Question

The reaction
$C{{H}_{2}}=CH-C{{H}_{3}}+HBr\to C{{H}_{3}}CHBr-C{{H}_{3}}$ is
A. Nucleophilic addition
B. Electrophilic addition
C. Electrophilic substitution
D. Free radical addition

Answer 1

Hint: When an alkene reacts with hydrogen halide there is always an addition reaction occurs. The negative halide ion gets attached to one of the carbon atoms of the double bond, and the positive hydrogen ion goes to other carbon atoms. The overall mechanism is governed by Markownikoff’s rule.

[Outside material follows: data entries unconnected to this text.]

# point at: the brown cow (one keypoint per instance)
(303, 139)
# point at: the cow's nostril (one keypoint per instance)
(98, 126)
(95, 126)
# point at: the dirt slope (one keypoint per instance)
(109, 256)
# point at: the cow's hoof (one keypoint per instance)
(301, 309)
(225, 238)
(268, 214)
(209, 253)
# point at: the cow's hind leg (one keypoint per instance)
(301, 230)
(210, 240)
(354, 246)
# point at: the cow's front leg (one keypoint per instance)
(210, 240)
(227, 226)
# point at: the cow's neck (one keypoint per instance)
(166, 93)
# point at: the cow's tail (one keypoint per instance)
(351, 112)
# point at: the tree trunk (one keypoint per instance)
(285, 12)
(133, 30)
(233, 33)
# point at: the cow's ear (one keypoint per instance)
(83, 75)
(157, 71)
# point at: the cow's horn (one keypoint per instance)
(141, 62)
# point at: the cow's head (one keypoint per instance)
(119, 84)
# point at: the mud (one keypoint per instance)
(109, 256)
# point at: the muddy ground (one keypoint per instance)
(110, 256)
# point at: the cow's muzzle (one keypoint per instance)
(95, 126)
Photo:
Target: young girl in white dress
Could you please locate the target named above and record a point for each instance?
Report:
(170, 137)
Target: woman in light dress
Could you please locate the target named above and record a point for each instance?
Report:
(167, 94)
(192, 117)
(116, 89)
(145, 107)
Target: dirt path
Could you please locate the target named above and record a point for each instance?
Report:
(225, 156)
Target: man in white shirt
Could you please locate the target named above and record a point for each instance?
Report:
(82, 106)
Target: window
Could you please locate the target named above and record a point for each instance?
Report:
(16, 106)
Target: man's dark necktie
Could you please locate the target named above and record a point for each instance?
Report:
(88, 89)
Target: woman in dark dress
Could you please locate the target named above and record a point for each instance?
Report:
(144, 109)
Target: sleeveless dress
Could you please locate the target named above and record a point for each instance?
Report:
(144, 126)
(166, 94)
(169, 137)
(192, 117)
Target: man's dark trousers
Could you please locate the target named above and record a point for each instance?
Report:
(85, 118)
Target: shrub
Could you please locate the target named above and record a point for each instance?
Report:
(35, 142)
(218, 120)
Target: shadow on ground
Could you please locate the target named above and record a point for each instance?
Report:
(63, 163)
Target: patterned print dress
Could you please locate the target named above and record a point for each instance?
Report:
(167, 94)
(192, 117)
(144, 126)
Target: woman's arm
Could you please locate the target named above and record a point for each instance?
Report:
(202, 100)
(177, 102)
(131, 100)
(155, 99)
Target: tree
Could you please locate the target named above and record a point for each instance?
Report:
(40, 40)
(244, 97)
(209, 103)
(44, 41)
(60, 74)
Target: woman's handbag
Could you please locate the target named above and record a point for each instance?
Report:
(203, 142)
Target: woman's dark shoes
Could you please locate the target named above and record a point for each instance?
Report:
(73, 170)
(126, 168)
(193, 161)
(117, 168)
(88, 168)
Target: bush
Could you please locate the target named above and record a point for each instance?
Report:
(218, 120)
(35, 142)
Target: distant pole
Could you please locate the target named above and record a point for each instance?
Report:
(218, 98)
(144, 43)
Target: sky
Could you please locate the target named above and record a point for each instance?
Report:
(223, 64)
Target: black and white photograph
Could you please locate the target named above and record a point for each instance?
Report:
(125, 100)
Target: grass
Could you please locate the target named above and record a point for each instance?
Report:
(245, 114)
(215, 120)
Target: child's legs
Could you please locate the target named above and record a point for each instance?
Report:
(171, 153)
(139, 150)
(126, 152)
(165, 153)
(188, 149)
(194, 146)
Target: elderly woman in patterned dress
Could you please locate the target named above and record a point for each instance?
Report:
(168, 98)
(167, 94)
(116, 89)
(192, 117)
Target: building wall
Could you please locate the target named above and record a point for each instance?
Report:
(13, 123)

Complete Step by Step Answer:
The addition of hydrogen halide reacts with asymmetric alkene according to Markownikoff’s rule. It is the simplest electrophilic addition reaction as this reaction uses the smallest electrophile ${{H}^{+}}$. An electrophilic addition reaction in which an electrophile (Electron deficient species) accepts an electron.
Here the reagent hydrogen bromide provides both the nucleophile ( Electron rich species) bromide ion ($B{{r}^{-}}$) and electrophile proton(${{H}^{+}}$).

In the first step, the electrophile proton accepts a set of electrons from a double bond, and the pi electrons of alkene act as nucleophiles. Here the pi electrons of the alkenes move towards the hydrogen, and the bond between and bromine $H-Br$breaks and $B{{r}^{-}}$moves away. Thereby generating a positive charge on one of the carbon atoms of the double bond, called carbocation.

In the next step the nucleophile, bromide ion ($B{{r}^{-}}$) attacks the electrophilic positive centre to form $2-bromopropane$ the major product.

Therefore propene reacts with hydrogen bromide to form $2-bromopropane$ an electrophilic addition reaction.
Thus, option (B) is correct.

Note: Markovnikoff’s rule provides us with an empirical rule to determine the regioselectivity of alkenes and alkynes. According to this rule when hydrogen halide reacts with asymmetric alkene the negative halide ion gets linked to the carbon with the least number of hydrogen atoms of carbon-carbon double bond.